A portrait photo of Kate Hudson
Dr Kate Hudson
CND General Secretary
Kate Hudson has been General Secretary of CND since September 2010. Prior to this she served as the organisation's Chair from 2003. She is a leading anti-nuclear and anti-war campaigner nationally and internationally.

Dr Dave Webb writes on the dangers of Artificial Intelligence – particularly when it comes to nuclear weapons and other military systems.

“In the last few months leading technology experts, including heads of Google Deepmind, leading academics and the US Center for AI Safety have warned of the dangers of Artificial Intelligence (AI) – possibly even leading to the extinction of humanity. A statement on the website of the Center for AI Safety and signed by a long list of technology experts, says that “Mitigating the risk of extinction from AI should be a global priority alongside other societal-scale risks such as pandemics and nuclear war.”

CND has recognised that the use of advanced AI technology in nuclear weapons systems is “potentially disastrous.” The Morning Star quotes Kate Hudson, as saying “We want a complete ban on any AI systems in any form of military decision-making” before adding “but our focus must be on ending the possibility of nuclear use entirely, rather than on whether a human or a machine decides.” As international tensions continue to rise and decision times shorten, the possibility of AI being introduced into nuclear weapons systems is likely to increase. It is even quite possible that some AI is already incorporated in the technological systems, although perhaps not the final decision on whether to drop the bomb.

AI is certainly finding its way into other military systems though. The AUKUS agreement between Australia, the UK and the US includes technology sharing in “artificial intelligence and autonomy” and a recent AUKUS demonstration of the use of AI to control a swarm of drones took place in Wiltshire. Over 70 military and civilian personnel and contractors from AUKUS countries took part. The MoD claimed it as the first time that AI models from the three nations had exchanged data and been retrained in flight.

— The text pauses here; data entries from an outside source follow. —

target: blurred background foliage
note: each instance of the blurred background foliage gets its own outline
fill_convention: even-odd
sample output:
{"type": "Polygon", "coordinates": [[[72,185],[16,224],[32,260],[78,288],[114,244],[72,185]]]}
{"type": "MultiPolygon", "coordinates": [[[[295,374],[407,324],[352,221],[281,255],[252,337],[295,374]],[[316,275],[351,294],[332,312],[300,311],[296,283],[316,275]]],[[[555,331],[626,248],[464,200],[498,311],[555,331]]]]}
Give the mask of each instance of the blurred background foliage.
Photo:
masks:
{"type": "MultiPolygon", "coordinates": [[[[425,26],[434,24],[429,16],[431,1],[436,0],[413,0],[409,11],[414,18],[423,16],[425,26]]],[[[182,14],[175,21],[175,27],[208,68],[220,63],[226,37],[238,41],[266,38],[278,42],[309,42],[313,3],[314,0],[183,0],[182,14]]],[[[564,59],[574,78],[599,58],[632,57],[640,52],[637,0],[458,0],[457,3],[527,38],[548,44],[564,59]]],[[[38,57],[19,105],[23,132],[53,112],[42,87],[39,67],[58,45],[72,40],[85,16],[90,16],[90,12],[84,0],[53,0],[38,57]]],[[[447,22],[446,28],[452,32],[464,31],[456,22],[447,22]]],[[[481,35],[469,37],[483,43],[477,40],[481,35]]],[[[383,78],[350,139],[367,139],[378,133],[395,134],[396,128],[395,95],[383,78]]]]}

Also in May, the Royal Aeronautical Society hosted the ‘Future Combat Air & Space Capabilities Summit’ conference that brought together over 200 delegates from around the world to discuss the future of military air and space capabilities. A blog reporting on the conference mentioned how AI was a major theme and a presentation from Col Tucker ‘Cinco’ Hamilton, the Chief of AI Test and Operations, USAF, warned against an over reliance on AI systems and noted that they were easy to trick and deceive. They can also create unexpected strategies to achieve their goals, and he noted that in one simulated test an AI-enabled drone was told to identify and destroy ground-based missile sites. The final firing decision was to be made by a human but the system had been trained that destruction of the missile site was the top priority. The AI decided therefore that ‘no-go’ decisions from the human were interfering with its higher mission and, in the simulation, it attacked the operator. Hamilton was reported as saying that the human operator would tell it not to kill the threat, “but it got its points by killing that threat. So, what did it do? … It killed the operator because that person was keeping it from accomplishing its objective.” Although the system was trained not to kill the operator, It started destroying the communication tower used to connect with the drone.

A June update to the blog declares that Hamilton “mis-spoke” and the “rogue AI drone simulation” was a hypothetical “thought experiment” that was never actually simulated. Even so, it is clear that the use of these systems needs to be extremely well thought out and designed – there is still a possibility of human error, as is the case with all technology.

There may also be other problems associated with AI. Margrethe Vestager, the EU’s tech chief, is worried about the way that AI could be used to overemphasise bias or discrimination when making decisions that affect people’s livelihoods such as loan applications, and also that there is “definitely a risk” that AI could be used to influence elections. As the Center for AI Safety suggests, the power of AI could become increasingly concentrated in fewer hands, enabling “regimes to enforce narrow values through pervasive surveillance and oppressive censorship” and AI-generated misinformation could destabilise society and “undermine collective decision-making.” Some of this is probably already happening.

Rishi Sunak however, has stressed the benefits to the economy and society, saying “you’ve seen that recently it was helping paralysed people to walk, discovering new antibiotics, but we need to make sure this is done in a way that is safe and secure.”

Let’s hope so because helping the Beatles to bring a new song to light is one thing, but putting a computer algorithm in charge of swarms of drones or weapons of mass destruction is something entirely different.”